I feel somewhat famous.. =)


----------



## SunnyCait (Jul 30, 2009)

Ooo I love Ruby, too!


----------



## irishbunny (Jul 30, 2009)

*SunnyCait wrote: *


> Ooo I love Ruby, too!


I was thinking of calling my baby bunny that lol!


----------



## SunnyCait (Jul 30, 2009)

I think it's perfect! It's just such a beautiful name.


----------



## NorthernAutumn (Jul 30, 2009)

I would consider naming my daughter/son after one of my Grandparents (Blanche, Inez, Hazel, Jack, Royden/"roy"), with the slim possiblity of a parental middle name (Graham, Candy, Faye).

My name "Autumn" is a bit hard... It was a little hard to have a unique name to go along with my unpopular, dorky self(that hasn't change yet either   )I always wanted to be a Natalie...

I kind of like the idea of a name lineage alternating generations, but I also like the idea of one's own name to cut one's own path in life.


----------



## paul2641 (Jul 30, 2009)

*irishbunny wrote: *


> *paul2641 wrote: *
> 
> 
> > *Luvmyzoocrew wrote: *
> ...


It kinda makes me think that you are living someone elses life. Taking there name, I mean when it is a family name passed down.


----------



## irishbunny (Jul 30, 2009)

Mmm well I would have been proud to be named off my Nanas  Plus I was very close to my Grandad so I would love to pass on his name. Different folks different strokes


----------



## SnowyShiloh (Jul 30, 2009)

I like everyone's ideas! We want our kids' names to be not too common (but not weird), timeless, easy to spell and just... names that we like. Elliott will undoubtedly have his name misspelled a lot, but it's one of those names that would be misspelled regardless of whether it's Eliot, Elliot or Elliott. We just think Elliott looks the most "complete" of the three. Its popularity has also been pretty steady over the past 100 years. 

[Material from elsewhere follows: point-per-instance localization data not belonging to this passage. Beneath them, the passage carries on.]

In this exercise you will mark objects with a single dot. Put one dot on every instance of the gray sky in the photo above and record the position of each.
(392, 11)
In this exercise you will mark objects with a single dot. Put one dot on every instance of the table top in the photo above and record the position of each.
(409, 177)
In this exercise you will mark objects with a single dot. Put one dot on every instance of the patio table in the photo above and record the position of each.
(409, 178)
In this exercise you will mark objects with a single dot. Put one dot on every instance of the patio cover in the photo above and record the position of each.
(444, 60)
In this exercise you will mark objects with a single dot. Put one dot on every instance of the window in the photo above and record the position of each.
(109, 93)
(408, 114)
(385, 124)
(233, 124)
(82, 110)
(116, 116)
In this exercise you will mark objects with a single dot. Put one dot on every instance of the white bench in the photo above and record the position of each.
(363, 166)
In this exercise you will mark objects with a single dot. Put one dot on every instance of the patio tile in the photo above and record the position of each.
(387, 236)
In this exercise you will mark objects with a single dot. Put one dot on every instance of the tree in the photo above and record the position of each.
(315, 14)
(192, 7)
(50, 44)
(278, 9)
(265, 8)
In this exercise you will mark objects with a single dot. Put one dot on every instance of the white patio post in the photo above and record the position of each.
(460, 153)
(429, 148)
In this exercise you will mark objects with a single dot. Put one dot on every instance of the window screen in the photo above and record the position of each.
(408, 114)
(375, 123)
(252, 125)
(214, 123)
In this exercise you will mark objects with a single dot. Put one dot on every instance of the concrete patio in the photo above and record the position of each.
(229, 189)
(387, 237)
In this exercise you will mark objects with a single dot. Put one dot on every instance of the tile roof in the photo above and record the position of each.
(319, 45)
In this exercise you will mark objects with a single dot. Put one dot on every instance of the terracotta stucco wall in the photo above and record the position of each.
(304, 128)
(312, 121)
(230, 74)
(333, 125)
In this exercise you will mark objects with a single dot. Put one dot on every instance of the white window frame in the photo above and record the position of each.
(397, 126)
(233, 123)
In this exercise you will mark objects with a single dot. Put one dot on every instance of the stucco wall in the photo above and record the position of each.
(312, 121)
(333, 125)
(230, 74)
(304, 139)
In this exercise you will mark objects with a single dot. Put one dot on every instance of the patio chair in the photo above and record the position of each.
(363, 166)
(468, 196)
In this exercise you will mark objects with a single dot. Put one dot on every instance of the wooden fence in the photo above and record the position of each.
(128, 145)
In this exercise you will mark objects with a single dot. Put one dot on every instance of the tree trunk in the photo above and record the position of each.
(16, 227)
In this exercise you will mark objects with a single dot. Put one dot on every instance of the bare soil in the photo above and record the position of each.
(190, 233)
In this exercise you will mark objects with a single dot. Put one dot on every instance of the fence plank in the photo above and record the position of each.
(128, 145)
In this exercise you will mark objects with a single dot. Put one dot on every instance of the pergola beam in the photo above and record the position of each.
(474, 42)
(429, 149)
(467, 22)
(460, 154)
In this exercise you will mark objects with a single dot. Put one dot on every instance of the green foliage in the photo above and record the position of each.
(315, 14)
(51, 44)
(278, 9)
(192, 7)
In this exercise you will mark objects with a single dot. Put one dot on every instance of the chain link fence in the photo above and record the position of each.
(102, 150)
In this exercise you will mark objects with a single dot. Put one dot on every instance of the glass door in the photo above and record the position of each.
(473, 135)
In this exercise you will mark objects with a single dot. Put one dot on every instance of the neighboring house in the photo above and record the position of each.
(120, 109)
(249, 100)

I am all for naming children after family or other important people. I wouldn't make my kid a junior, but we plan on all of our children having family names as middle names. Elliott will be Elliott George, George after Paul's grandfather and Molly will be Molly Roselaine, the Elaine part after my mother and the Rose part after my great grandmother/me (my middle name is Annarose and my mom's middle name is Elaine). 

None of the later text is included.